Futbol kariyerinde Chelsea ve Arsenal gibi Premier Lig’in devlerinde forma giyen ve Chelsea’de efsane olarak nitelendirilen Petr Cech’ten Galatasaray ile ilgili bir itiraf geldi.
Kariyerinde karşılaştığı en iyi atmosferleri anlatan Cech, “Ben her zaman sahanın içinde olanı görmeye çalıştım. 14 yaşında futbol oynamaya başladım, sahaya odaklanmam gerektiğini öğrendim. Tabii ki taraftarların gürültülü olup olmadıklarına dikkat ettim, maçlarda bunlar da dikkatimi çekti. Sessiz bir anda bağırışları duyabilirsiniz ancak esas olan sahanın içerisindeyken hissettiğiniz genel atmosferdir.” ifadelerini kullandı.
“WEMBLEY SIRA DIŞI”
Wembley’in sıra dışı olduğunu söyleyen eski kaleci, “80-90 bin kişilik stadyumlar var. Wembley gerçekten olağan dışı. FA Cup finali gibi maçlar orada oynanıyor, oradaki atmosfer her zaman harikadır. Bu maçlar gerçekten keyif aldığınız maçlardır” şeklinde konuştu.

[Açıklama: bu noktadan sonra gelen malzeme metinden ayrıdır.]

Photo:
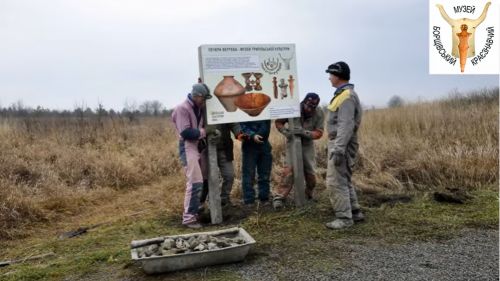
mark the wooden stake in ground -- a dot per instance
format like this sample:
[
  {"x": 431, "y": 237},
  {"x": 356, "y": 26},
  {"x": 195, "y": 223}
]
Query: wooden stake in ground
[
  {"x": 298, "y": 166},
  {"x": 214, "y": 200}
]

İngiltere’ye transfer olduğunda her maçtan keyif aldığını söyleyen 39 yaşındaki Cech, “Buradaki insanlar futbola fazlasıyla tutkulu, stadyumlarda tutkuyla takımlarını destekliyorlar” şeklinde görüşlerini aktardı.
“ŞAMPİYONLAR LİGİ MAÇLARI İNANILMAZDI”
Chelsea ile Stamford Bridge’de oynadıkları Şampiyonlar Ligi maçlarında atmosferin her zaman çok iyi olduğunu kaydeden efsane eldiven, “Şampiyonlar Ligi maçları, inanılmaz, atmosferi hissedebilirdiniz. Barcelona ve Bayern Münih’e karşı 2005 yılında oynadığımız maçlar, benim Chelsea ile ilk eleme maçlarımdı. Kulüp tarihinde eleme aşamasına ulaştığımız üçüncü sezondu. Büyük takımların, büyük maçları oynamaya gelmesi, çok özel ve çok heyecan vericiydi” diye konuştu.
“GALATASARAY MAÇI UÇAĞIN YANINDA DURMAK GİBİYDİ”
2013-2014 sezonundaki Galatasaray maçına değinen Cech, “2014 yılında, Didier’in de orada oynadığı zamanlarda, Galatasaray ile karşılaştık. Taraftarların, top rakipteyken ıslıklama gibi bir anlayışları vardı. 55 bin kişinin aynı anda ıslıkladığını düşünün, ne kadar gürültülü olduğunu hayal edebilirsiniz. Bir uçağın yanında durmak gibiydi. 15 metre yanındaki arkadaşının ne dediğini anlayamıyordun. İletişim çok önemliydi, çığlık atmanın, bağırmanın bir anlamı yoktu” dedi.